In-Memory OLTP: A Case Study

Published Tue 17 April 2018 in SQL > Development

When In-Memory OLTP was first released in SQL Server 2014, I was excited to start using it. All I could think was "my queries are going to run so FAST!"

Well, I never got around to implementing In-Memory OLTP. Besides having an incompatible version of SQL Server at the time, the in-memory features had too many limitations for my specific use-cases.
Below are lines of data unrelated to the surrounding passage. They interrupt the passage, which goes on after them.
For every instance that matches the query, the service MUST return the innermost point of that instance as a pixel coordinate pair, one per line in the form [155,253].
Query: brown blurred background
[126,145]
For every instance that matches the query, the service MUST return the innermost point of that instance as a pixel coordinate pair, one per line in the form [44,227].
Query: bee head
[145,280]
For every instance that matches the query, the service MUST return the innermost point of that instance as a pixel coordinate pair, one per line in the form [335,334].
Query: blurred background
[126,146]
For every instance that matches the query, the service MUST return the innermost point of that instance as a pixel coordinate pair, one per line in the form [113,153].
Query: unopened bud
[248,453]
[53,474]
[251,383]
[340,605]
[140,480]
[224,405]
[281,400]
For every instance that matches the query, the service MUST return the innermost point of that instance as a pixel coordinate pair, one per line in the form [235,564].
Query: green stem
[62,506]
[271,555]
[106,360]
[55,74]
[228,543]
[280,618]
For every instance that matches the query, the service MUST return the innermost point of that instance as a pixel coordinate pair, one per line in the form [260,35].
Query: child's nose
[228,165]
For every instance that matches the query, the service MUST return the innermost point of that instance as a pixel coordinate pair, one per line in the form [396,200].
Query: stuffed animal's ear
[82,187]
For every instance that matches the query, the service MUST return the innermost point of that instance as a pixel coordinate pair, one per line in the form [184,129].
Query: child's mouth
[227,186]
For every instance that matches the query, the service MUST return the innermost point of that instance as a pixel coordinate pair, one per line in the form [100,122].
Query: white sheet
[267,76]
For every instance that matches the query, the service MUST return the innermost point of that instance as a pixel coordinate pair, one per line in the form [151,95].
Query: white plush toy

Fast forward a few years, and I've done nothing with In-Memory OLTP. Nothing that is until I saw Erin Stellato present at our Northern Ohio SQL Server User Group a few weeks ago - her presentation inspired me to take a look at In-Memory OLTP again to see if I could use it.
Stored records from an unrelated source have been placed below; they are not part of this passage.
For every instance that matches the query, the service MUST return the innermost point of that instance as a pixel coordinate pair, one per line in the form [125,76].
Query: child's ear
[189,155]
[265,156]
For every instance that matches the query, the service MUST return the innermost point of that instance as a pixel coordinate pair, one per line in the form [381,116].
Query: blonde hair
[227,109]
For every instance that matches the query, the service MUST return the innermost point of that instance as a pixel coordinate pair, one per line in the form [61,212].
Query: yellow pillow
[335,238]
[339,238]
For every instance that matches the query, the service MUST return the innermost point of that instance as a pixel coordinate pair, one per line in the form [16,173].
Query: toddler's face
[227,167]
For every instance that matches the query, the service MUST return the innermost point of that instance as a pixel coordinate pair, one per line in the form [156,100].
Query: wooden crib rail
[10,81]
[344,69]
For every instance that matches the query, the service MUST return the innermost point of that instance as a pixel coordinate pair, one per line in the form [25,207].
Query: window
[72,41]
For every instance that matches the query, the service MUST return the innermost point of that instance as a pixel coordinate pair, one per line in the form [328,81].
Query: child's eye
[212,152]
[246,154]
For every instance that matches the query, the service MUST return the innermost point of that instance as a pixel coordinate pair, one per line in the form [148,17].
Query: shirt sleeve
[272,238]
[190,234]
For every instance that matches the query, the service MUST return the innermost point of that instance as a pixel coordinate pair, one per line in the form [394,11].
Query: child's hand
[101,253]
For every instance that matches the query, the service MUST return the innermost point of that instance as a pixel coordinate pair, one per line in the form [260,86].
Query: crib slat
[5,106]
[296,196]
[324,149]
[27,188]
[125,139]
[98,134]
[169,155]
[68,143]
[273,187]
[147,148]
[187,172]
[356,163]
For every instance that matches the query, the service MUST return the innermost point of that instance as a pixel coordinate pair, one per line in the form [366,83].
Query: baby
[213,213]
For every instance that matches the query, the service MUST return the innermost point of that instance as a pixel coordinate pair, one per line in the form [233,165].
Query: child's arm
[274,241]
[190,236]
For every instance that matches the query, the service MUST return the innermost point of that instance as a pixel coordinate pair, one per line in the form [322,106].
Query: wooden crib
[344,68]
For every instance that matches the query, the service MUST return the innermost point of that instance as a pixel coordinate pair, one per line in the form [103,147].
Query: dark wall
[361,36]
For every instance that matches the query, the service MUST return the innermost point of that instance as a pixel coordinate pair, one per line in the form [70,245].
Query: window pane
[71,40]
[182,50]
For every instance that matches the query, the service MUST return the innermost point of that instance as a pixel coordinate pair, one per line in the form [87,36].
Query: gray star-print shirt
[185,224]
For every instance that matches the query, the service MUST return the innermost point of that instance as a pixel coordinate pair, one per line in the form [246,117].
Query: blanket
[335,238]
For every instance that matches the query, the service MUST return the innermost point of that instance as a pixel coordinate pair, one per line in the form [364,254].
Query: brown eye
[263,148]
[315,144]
Use case: Improving ETL staging loads

After being refreshed on the ins and outs of in-memory SQL Server, I wanted to see if I could apply some of the techniques to one of my etls.
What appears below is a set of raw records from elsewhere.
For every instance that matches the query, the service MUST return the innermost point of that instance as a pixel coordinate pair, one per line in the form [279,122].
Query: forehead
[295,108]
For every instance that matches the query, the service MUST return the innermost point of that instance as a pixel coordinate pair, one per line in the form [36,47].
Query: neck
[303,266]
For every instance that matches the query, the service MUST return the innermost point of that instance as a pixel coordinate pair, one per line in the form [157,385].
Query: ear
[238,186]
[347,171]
The ETL consists of two major steps:

Shred documents into row/column data and then dump that data into a staging table.
Delete some of the documents from the staging table.

In the real world, there's a step 1.5 that does some processing of the data, but it's not relevant to these in-memory OLTP demos.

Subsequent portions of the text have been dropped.